Correct yourself, before you wreck yourself
Happy International Women's Day! This year’s theme is “Choose to Challenge.” It was created to celebrate women's achievements — and inspire us to continue challenging gender injustices in the world today.
The US economy added an expectation-beating 379K jobs in February, thanks to a sharp rebound in restaurant hiring. On Saturday, the Senate narrowly passed President Biden's $1.9T Covid relief package. Tomorrow, the House votes on approving changes made by the Senate.
On our pod: A 10-second video of LeBron dunking just sold for $200K. We're talking Non-Fungible Tokens (NFTs) on our snackable pod.

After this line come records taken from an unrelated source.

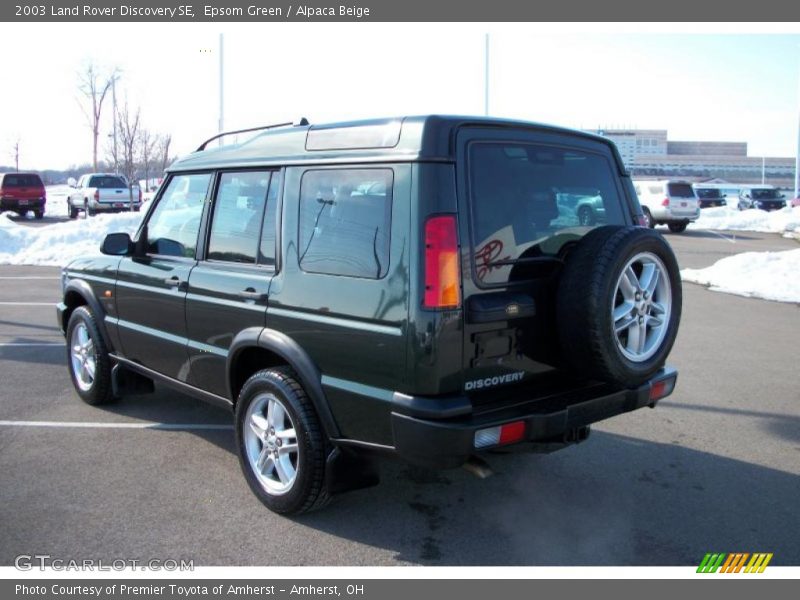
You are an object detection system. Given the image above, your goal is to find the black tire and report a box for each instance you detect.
[667,221,689,233]
[578,206,596,227]
[235,368,330,515]
[67,306,116,406]
[642,206,656,229]
[556,225,682,387]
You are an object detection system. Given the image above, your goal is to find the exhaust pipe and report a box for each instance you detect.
[462,454,494,479]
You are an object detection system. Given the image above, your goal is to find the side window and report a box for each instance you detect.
[258,172,281,266]
[208,171,271,264]
[147,173,211,257]
[298,169,393,279]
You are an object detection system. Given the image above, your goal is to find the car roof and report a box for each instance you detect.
[167,115,615,172]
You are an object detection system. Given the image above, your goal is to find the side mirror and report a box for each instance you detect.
[100,233,133,256]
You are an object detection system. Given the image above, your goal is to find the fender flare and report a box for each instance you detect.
[226,327,340,438]
[61,279,114,352]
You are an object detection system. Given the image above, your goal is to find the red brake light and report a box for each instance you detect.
[423,215,461,308]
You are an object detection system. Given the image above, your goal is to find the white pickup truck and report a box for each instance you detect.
[67,173,142,219]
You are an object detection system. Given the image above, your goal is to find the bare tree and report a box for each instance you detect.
[78,62,119,171]
[11,136,20,171]
[117,100,141,209]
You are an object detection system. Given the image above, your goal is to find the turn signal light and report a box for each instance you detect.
[423,215,461,308]
[475,421,525,448]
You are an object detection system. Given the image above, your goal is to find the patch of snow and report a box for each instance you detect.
[689,206,800,233]
[681,249,800,302]
[0,212,144,266]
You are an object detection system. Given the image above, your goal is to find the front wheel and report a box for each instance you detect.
[236,368,330,514]
[67,306,115,405]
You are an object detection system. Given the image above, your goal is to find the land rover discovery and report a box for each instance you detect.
[58,116,681,513]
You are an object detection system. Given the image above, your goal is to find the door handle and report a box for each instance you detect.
[239,288,267,300]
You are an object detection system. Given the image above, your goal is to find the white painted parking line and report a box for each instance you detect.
[0,342,66,348]
[0,302,56,306]
[0,421,233,431]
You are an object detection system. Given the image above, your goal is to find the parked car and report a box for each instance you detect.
[738,185,786,210]
[67,173,142,219]
[57,116,681,514]
[692,184,728,208]
[633,179,700,233]
[0,173,47,219]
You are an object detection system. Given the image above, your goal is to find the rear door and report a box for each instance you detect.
[667,181,697,217]
[186,170,281,396]
[458,129,634,393]
[116,173,211,381]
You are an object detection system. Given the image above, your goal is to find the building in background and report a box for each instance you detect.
[594,129,794,188]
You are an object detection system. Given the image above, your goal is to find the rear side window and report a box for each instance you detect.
[468,142,625,284]
[667,183,694,198]
[298,169,393,279]
[86,175,128,189]
[208,171,274,264]
[3,174,43,187]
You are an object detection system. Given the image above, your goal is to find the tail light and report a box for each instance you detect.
[474,421,525,448]
[423,215,461,308]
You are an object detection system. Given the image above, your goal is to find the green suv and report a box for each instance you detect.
[58,116,681,514]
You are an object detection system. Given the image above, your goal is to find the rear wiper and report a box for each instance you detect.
[480,256,564,267]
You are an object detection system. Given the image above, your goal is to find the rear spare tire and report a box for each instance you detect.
[556,225,682,387]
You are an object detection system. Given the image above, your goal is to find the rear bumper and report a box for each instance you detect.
[392,367,678,469]
[0,198,47,210]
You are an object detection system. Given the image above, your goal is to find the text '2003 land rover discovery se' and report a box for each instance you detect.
[58,116,681,513]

Do you remember?... the 21st of December (cue: Earth, Wind, and Fire jam). Back then: the stock market was hitting record highs left and right, and tech stocks were leading the charge. After peaking in mid-February, markets have fallen back to around December levels. Tech stocks got hit especially hard: the tech-heavy Nasdaq index is down 8% from its February 12th peak, and is up less than 2% for the year (after being up 11% at its high).
Why it's going down... Some investors think the tech sector is overvalued. Rising interest rates and inflation fears are also a huge part of it. Some worry that the Fed will raise interest rates to curb potential inflation, despite Jerome Powell saying (multiple times) that it’s unlikely to happen soon. To see why higher interest rates can be bad for stocks, check out our explainer.
Corrections are normal... For long-term investors, a correction can be like a small dip in the hill toward reaching investing goals. Historically, the market has recovered from corrections (though some took longer than others). While they might be painful short-term, corrections can help "correct" the prices of overvalued stocks. Markets were frothy at their peak — a correction is kind of like a barista skimming off foam. In the past, they've been followed by periods of growth. The US stock market has had more than 25 corrections since WWII.
Right in the bullseye... Target nailed it last year. Sales jumped a record 20%, up $15B+ from 2019 — that's more than Target's total sales growth over the last 11 years. Online order pickup and delivery soared, as you grabbed mini waffle makers curbside. Target's 1.9K US stores are key to its success: Tarjay uses stores as fulfillment hubs, and 95% of sales came from stores in 2020. Customers who shop both in-store and digitally spend ~4X more money than those who shop only in-store — and nearly 10X more than online-only shoppers. That's why Target plans to invest $4B into stores each year.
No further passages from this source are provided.